Chicken salad #7

Yield: 2 servings

Measure Ingredient
½ cup Pineapple chunks* (no sugar)
1 tablespoon Vinegar; cider or rice
1 tablespoon Soy sauce
1½ teaspoon Mustard; Dijon-style
1 teaspoon Oil; peanut or vegetable
¼ teaspoon Seasoned salt
6 ounces Chicken breast*
2 cups Lettuce; shredded
¼ cup Onions; green-chopped
2 tablespoons Parsley; chopped
¼ cup Green pepper
1½ ounce Water chestnuts; sliced
1 \N Onion; green-*
½ teaspoon Sesame seed, toasted

In medium glass (not aluminum) bowl combine pineapple juice* (reserved from can) vinegar, soy sauce, mustard, oil, and seasoned salt.
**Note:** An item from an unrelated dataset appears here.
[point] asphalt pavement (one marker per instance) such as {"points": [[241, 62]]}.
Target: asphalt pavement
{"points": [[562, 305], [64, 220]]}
Add chicken* which has been skinned, boned, cooked and cut into thin strips, and toss to coat. Cover with plastic wrap and refrigerate for 1 hour. Toss mixture occasionally. In another bowl combine lettuce, sliced green onions, and parsley and toss to comvine. Cover with plastic wrap and refrigerate until ready to use. To serve, line serving platter with lettuce mixture. Spoon chicken mixture onto lettuce mixture and top chicken with pineapple chunks, bell pepper, and water chestnuts; garnish with green onion* (trimmed and cut lengthwize into 4 strips) and sprinkle with sesame seed. 245 calories/serving.